CHINA PRICES CLOSE TO DEFLATION TOO
HONG KONG -- China's producer price index climbed 2% in November from a year earlier, easing from a 6.6% rise in October on year, according to data released by the National Bureau of Statistics Wednesday. November's figures were the slowest pace of gains in the wholesale inflation in more than two years, Dow Jones Newswires reported. In the first 11 months of the year, wholesale inflation climbed 7.6%. "China's price inflation data is now declining rapidly, building on deflationary concerns that may prompt further monetary easing," wrote J.P. Morgan analysts in a research note following the data release.
Deflation pressures that are spreading through Europe and the United States also now appear to be threatening China, the world's fourth-largest economy. Deflation, a drop in prices, tends to defer spending and makes it harder for governments to boost growth. China's annual consumer price inflation fell to a near two-year low in November, a report showed on Thursday, a day after data reflected a collapse in wholesale prices and a startling drop in exports and imports. The slowdown in inflation is partly due to a collapse in global energy and commodity costs, but also reflects demand-sapping recessions underway in Europe, Japan and the United States [Dominoes falling in a row.

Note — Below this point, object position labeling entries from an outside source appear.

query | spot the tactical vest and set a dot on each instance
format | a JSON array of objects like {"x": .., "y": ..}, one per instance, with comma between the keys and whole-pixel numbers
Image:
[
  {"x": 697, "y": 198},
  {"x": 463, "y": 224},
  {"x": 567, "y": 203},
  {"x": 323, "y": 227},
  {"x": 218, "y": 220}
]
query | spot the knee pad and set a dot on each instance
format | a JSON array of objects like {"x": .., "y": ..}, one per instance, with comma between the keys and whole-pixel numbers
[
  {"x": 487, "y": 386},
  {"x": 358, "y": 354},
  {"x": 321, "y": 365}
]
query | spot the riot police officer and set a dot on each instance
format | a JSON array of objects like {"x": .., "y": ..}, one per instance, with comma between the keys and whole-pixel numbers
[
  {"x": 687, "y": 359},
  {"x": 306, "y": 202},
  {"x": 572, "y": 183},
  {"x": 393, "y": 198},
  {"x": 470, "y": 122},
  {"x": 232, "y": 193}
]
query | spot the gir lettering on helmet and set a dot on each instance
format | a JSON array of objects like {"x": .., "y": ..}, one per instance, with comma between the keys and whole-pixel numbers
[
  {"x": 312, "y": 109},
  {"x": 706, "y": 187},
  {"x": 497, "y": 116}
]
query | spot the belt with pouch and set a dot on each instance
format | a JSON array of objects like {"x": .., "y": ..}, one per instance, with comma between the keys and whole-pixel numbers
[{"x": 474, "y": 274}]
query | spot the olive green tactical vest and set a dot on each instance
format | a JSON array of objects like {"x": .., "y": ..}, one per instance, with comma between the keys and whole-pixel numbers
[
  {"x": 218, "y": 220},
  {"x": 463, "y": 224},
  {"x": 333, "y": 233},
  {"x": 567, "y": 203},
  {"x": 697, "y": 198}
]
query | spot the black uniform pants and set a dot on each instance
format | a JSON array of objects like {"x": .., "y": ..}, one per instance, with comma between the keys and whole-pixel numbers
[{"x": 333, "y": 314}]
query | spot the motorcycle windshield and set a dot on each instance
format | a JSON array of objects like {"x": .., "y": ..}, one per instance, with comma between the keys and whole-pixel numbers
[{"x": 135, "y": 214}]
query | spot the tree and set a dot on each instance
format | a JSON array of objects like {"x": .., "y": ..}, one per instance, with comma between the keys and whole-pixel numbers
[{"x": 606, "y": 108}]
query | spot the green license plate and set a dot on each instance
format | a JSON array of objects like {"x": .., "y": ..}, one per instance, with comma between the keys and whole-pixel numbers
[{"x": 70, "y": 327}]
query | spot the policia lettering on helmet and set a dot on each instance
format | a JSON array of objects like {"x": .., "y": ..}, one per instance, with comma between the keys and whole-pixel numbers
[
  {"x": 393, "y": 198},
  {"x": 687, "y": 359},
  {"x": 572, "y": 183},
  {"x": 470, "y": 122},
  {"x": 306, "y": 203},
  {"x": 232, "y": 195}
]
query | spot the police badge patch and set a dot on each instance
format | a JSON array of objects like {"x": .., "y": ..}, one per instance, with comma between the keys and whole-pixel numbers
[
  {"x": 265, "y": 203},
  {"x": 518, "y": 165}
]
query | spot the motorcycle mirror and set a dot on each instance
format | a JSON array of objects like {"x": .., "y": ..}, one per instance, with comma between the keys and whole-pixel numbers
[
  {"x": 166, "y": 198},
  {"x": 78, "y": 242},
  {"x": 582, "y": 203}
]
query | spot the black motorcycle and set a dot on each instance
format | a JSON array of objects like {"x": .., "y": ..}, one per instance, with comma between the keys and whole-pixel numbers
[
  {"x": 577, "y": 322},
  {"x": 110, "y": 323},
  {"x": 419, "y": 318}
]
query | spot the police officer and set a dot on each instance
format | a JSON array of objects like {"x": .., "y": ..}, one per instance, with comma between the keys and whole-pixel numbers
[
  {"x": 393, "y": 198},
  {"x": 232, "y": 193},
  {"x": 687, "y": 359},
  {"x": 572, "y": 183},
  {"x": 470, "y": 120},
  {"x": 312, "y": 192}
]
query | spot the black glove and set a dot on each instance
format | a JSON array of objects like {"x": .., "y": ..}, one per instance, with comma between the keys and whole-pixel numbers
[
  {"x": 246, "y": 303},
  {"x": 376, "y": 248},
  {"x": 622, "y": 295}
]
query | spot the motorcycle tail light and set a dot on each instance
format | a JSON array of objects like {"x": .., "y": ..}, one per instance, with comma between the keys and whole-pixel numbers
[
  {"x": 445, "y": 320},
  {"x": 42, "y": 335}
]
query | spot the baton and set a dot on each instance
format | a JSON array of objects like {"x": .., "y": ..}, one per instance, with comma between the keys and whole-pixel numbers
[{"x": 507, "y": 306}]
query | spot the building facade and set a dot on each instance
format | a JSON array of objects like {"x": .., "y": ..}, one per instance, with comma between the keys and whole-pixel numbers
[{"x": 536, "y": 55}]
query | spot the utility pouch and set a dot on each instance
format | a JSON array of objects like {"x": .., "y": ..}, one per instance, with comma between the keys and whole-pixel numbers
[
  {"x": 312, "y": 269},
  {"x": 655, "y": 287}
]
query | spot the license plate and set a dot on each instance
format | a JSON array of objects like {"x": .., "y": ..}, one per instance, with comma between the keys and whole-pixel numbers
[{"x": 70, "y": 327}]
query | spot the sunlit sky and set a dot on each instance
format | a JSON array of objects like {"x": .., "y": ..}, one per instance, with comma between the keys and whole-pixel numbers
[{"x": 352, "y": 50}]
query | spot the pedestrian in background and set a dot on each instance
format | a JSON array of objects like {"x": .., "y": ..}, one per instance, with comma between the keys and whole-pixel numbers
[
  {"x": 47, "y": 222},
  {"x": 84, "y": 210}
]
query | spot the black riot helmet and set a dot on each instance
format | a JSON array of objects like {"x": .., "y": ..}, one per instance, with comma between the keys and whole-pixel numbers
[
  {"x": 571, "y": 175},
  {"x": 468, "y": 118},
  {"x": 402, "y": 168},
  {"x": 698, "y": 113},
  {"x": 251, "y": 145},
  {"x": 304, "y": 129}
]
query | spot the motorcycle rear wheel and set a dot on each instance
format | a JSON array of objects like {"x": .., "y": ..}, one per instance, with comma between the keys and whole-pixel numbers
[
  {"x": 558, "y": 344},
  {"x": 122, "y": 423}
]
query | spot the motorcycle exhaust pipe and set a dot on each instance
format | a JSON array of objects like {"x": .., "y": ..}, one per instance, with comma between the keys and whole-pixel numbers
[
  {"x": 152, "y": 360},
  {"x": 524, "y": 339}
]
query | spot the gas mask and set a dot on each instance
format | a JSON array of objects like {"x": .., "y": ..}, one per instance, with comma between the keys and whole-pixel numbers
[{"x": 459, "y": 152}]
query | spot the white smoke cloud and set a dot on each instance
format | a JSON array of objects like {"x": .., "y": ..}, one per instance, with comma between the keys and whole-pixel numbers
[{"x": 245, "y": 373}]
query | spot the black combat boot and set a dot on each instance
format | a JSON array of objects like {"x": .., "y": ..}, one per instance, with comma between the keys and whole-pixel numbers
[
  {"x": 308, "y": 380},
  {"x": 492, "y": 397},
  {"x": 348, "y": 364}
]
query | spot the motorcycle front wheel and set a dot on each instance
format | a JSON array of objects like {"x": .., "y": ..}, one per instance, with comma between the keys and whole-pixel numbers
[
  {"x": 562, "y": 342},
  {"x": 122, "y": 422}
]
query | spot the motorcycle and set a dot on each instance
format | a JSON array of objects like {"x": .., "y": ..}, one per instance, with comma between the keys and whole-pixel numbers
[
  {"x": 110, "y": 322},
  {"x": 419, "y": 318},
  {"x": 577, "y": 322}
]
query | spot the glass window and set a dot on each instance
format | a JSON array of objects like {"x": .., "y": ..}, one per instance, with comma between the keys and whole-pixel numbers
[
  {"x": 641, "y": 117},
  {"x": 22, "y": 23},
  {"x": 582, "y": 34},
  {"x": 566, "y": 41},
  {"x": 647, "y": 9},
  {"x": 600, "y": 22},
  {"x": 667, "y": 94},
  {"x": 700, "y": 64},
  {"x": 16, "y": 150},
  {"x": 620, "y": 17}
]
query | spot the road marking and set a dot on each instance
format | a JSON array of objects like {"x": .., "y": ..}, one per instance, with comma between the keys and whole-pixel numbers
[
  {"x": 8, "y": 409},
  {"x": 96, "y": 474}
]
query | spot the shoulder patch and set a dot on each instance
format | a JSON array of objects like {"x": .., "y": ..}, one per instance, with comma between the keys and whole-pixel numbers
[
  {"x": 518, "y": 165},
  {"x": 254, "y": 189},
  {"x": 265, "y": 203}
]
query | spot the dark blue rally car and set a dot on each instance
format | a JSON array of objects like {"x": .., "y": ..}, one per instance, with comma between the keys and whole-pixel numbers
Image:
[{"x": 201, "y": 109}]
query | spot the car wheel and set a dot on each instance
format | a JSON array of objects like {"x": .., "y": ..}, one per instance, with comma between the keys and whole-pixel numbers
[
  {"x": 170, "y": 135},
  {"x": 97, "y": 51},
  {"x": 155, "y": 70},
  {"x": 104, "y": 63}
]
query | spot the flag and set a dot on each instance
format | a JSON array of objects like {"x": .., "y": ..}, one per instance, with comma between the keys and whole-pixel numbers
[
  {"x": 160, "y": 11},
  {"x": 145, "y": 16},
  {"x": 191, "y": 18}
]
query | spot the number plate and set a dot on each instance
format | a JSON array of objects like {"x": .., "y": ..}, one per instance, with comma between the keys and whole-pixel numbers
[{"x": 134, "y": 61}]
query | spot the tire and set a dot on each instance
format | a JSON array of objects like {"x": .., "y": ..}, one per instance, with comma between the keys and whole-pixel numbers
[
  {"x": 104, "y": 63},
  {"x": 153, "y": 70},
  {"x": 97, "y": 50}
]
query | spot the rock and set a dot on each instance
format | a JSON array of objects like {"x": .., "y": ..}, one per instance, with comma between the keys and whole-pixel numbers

Notice that the economy most based on production is the last to fall.]

Monetary authorities worldwide have been cutting interest rates sharply to try to get their economies moving but have had trouble persuading banks to lend more. [In a deflation, why would they?]

EUROPEAN DISUNION - GERMAN SANITY TO QUESTION STIMULUS BAILOUTS
In a move that suggested trouble ahead for concerted European and perhaps world efforts to end the financial crisis and restore global economic growth, Germany criticized countries for rushing into untested economic rescue packages. Finance Minister Peer Steinbrueck urged governments to pause before pledging to spend billions of dollars to try to push their economies out of trouble. "The speed at which proposals are put together under pressure that don't even pass an economic test is breathtaking and depressing," he said in an interview with Newsweek magazine, published on the magazine's website on Wednesday. He singled out British Prime Minister Gordon Brown for particular criticism, accusing him of switching to economic policies that would saddle a generation with debt. "The switch from decades of supply-side politics all the way to a crass Keynesianism is breathtaking," he said.
Another German policymaker, European Central Bank Executive Board member Juergen Stark, also indicated concerns about responses to the crisis, saying late on Wednesday that the ECB does not have a lot of room for maneuver after its interest rate cut last week. The comments came as European Union leaders were to meet in Brussels to discuss a 200-billion euro ($260-billion) stimulus package to wrench the bloc out of recession.German Chancellor Angela Merkel said in Brussels that she was aware that Germany as an economic power had a responsibility to look over time at new stimulus steps.